Refactoring annotation lookups to reduce redundancy

skchronicles · skchronicles · commit 299a4e4d6e51 · 2025-06-11T10:43:33.000-04:00
diff --git a/workflow/scripts/leafcutter_annotation.py b/workflow/scripts/leafcutter_annotation.py
@@ -291,6 +291,54 @@ def index_file(file, keys, key_delim, values):
     return file_idx 
 
 
+def parse_intron(line_list, intron_idx):
+    """Parses intron information into tokens from a line list
+    in the effect sizes file.
+    @param line_list <list[str]>:
+        List of tokens from a line in the effect sizes file,
+        where each token represents a column in the file.
+    @param intron_idx <int>:
+        Index of the intron column in the line_list.
+        The intron column is formatted as:
+        "{chr}:{intron_start}:{intron_end}:{clust_id}"
+    @return <tuple>:
+        Returns a tuple of the form:
+        (chromosome, intron_start, intron_end, cluster_id)
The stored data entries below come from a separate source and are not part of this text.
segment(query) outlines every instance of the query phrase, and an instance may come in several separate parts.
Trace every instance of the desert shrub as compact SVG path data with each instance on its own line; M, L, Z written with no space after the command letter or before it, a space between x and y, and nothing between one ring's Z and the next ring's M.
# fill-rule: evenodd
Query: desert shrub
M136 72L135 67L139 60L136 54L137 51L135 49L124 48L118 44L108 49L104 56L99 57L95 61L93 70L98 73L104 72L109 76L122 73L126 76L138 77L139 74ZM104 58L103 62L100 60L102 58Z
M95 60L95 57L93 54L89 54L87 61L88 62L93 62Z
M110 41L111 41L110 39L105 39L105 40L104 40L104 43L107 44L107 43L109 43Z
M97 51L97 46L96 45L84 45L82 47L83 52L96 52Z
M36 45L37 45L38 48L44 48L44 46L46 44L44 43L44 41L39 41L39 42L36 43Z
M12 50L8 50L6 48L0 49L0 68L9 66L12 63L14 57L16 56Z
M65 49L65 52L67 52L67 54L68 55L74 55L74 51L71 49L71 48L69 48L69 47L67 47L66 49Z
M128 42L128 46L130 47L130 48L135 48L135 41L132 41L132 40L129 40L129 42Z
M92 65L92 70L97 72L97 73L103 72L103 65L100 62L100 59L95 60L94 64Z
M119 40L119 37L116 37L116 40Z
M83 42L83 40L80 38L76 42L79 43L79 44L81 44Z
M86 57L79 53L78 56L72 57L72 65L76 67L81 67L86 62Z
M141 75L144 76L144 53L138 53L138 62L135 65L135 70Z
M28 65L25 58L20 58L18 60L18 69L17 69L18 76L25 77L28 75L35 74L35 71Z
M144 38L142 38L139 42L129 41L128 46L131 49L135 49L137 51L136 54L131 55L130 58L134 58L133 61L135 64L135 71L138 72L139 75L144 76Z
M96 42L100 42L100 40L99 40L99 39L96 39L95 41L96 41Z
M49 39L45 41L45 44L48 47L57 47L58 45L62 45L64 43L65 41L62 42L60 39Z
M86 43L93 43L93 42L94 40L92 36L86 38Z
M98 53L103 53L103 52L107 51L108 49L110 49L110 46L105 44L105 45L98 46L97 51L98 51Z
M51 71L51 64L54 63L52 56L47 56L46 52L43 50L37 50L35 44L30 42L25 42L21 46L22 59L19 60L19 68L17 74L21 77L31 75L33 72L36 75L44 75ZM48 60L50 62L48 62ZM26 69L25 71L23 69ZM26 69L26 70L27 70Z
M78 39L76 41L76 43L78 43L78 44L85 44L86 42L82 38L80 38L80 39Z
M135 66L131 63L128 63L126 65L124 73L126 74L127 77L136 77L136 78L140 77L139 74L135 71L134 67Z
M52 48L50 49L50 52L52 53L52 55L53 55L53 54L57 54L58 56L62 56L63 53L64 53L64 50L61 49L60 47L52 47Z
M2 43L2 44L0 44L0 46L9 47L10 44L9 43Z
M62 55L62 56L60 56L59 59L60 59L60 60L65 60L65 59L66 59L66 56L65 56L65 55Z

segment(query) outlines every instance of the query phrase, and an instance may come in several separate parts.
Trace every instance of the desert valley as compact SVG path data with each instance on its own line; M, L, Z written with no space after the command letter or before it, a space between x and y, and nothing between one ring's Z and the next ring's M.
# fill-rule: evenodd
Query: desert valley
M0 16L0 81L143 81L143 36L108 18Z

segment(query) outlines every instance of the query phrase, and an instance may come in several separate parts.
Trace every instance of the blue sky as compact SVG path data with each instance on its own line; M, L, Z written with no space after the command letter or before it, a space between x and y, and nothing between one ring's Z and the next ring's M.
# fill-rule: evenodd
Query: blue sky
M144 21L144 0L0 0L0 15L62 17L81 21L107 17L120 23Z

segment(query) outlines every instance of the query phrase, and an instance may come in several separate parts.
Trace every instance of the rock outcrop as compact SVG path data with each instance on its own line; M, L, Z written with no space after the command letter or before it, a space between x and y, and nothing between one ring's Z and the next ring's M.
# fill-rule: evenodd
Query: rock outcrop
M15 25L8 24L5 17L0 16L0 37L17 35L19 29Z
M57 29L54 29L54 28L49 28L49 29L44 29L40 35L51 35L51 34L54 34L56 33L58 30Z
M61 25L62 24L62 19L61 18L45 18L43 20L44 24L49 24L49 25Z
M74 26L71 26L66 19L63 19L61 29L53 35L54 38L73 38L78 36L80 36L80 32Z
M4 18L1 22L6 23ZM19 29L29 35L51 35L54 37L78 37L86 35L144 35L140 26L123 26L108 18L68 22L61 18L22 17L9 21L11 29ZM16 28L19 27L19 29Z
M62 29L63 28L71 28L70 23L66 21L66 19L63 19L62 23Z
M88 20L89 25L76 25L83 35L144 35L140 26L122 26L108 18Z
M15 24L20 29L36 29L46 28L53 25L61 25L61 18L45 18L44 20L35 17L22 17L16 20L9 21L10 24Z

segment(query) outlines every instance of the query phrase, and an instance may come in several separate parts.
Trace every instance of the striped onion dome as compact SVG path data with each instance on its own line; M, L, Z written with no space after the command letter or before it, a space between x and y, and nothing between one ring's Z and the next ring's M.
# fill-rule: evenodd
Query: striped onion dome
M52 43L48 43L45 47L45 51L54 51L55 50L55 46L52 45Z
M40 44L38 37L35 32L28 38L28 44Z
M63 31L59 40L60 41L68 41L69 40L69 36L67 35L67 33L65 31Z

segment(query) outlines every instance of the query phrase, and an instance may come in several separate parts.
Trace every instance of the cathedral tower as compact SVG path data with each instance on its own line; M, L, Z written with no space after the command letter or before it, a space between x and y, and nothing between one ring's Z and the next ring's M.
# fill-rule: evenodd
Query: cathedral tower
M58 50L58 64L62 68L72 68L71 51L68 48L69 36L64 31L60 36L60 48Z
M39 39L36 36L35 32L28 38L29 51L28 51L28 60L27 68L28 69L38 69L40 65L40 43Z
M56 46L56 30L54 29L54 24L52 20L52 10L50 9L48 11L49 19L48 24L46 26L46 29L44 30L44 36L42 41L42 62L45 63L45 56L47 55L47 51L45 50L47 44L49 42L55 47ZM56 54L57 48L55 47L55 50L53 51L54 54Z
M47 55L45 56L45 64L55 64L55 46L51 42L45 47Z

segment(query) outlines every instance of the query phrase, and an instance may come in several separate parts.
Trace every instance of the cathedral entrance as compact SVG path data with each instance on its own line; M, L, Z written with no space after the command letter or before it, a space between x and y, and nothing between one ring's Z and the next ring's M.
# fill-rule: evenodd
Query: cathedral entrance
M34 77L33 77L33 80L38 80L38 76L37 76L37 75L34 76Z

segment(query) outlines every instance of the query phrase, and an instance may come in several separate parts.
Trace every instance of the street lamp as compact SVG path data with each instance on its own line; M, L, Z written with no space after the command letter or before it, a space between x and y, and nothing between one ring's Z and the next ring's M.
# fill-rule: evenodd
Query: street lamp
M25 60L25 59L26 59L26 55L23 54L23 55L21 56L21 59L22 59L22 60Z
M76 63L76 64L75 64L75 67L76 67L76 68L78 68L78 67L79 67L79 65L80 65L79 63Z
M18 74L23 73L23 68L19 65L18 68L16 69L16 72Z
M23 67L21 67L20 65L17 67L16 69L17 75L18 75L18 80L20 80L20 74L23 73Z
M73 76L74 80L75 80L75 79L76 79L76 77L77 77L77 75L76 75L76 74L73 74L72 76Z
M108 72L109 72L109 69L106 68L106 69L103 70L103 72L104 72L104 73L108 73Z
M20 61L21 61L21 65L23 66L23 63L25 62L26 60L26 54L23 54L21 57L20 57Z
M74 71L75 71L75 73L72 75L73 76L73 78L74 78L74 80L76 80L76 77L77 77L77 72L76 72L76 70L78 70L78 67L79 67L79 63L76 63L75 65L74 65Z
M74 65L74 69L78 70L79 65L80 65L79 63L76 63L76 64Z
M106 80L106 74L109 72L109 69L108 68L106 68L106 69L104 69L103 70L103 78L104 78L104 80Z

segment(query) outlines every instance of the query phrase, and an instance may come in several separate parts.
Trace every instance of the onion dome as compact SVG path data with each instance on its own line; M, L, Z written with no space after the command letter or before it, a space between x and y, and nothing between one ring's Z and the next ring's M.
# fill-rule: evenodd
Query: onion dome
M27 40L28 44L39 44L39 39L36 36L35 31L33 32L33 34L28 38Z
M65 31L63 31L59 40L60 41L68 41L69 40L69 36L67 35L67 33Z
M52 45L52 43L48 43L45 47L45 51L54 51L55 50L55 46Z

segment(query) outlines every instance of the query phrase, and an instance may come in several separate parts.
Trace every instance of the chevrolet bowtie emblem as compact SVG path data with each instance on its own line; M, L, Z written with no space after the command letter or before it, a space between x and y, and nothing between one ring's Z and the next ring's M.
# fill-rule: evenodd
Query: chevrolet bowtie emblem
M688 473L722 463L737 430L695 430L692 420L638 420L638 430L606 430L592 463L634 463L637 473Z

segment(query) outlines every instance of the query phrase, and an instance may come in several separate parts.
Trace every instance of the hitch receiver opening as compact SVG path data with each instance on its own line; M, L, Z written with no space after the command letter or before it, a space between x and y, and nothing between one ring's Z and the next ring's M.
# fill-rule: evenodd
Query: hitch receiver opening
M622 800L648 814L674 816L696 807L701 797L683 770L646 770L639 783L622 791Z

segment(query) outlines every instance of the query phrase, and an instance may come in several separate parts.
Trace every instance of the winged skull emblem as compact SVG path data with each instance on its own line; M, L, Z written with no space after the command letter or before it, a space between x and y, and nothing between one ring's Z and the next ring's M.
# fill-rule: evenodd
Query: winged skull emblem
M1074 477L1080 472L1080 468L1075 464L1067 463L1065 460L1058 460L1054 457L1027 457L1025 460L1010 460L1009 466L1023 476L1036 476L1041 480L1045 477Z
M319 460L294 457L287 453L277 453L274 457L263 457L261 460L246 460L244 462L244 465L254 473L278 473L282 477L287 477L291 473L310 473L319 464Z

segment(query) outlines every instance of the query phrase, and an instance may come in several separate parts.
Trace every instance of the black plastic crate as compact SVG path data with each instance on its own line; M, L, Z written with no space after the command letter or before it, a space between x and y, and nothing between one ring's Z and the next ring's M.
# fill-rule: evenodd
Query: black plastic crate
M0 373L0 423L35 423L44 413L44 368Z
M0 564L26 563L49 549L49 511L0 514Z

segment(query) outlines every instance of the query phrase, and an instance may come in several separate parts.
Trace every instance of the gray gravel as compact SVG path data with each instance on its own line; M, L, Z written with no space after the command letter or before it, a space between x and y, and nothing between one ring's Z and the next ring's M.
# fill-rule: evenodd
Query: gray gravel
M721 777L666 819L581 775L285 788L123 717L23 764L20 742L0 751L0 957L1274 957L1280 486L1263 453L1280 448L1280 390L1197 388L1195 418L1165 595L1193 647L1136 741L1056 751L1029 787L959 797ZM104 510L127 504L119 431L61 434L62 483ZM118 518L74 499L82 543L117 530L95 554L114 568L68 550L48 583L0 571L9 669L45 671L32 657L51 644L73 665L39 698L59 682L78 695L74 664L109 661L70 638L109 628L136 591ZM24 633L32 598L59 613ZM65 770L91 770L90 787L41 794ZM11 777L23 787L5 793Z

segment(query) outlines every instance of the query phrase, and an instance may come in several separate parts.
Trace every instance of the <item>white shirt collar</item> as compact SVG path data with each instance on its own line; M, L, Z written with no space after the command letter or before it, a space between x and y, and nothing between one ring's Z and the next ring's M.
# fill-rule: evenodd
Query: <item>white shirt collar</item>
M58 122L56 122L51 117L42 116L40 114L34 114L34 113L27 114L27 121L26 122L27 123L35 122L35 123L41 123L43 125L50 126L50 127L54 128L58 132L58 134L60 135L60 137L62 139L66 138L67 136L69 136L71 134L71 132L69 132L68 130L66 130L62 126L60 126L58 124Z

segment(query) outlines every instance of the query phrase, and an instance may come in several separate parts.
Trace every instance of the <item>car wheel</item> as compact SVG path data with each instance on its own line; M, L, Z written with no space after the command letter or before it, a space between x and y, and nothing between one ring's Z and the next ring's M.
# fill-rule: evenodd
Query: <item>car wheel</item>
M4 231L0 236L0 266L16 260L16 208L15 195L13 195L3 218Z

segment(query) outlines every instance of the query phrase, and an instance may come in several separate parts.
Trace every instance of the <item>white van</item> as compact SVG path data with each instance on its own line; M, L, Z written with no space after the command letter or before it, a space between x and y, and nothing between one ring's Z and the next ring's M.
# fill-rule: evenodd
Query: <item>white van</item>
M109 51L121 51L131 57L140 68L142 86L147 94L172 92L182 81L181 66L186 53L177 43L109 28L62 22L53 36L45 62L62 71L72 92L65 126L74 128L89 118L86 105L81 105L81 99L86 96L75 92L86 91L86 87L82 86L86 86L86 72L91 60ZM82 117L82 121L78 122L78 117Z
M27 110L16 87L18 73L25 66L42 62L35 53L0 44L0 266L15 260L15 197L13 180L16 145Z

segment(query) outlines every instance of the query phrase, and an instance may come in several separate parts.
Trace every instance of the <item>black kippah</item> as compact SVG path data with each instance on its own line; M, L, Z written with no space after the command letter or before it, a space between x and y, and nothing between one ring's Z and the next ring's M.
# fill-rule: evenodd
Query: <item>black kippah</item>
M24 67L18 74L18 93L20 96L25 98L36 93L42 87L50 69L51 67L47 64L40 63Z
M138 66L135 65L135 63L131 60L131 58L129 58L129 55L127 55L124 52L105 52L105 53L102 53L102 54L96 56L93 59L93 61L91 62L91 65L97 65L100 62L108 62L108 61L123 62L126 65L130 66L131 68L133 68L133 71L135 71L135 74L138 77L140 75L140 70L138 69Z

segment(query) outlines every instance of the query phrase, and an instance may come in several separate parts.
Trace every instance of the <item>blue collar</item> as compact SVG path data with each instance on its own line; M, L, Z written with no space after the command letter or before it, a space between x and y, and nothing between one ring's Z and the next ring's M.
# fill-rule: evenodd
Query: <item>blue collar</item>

+        where each element is a string.
+        If the intron format is invalid, it returns None.
+    """
+    intron = line_list[intron_idx]
+    try:
+        chrom, start, stop, cluster_id = intron.split(":")
+    except ValueError:
+        err("Warning: Invalid intron format in provided effect sizes file!")
+        err(" └── Expected format = chr:intron_start:intron_end:clust_id")
+        err(" └── Encountered format = {0}".format(intron))
+        return None
+    return (chrom, start, stop, cluster_id)
+
+
+def get_additional_annotation_information(annotation_dict, first_key, values):
+    """Get additional annotation information from a nested 
+    dictionary using the first_key and each value in values
+    as a composite key. Returns a list of values corresponding
+    to the provided (first_key, value) pairs in annotation_dict.
+    If a key is not found, it returns "NA" for that value.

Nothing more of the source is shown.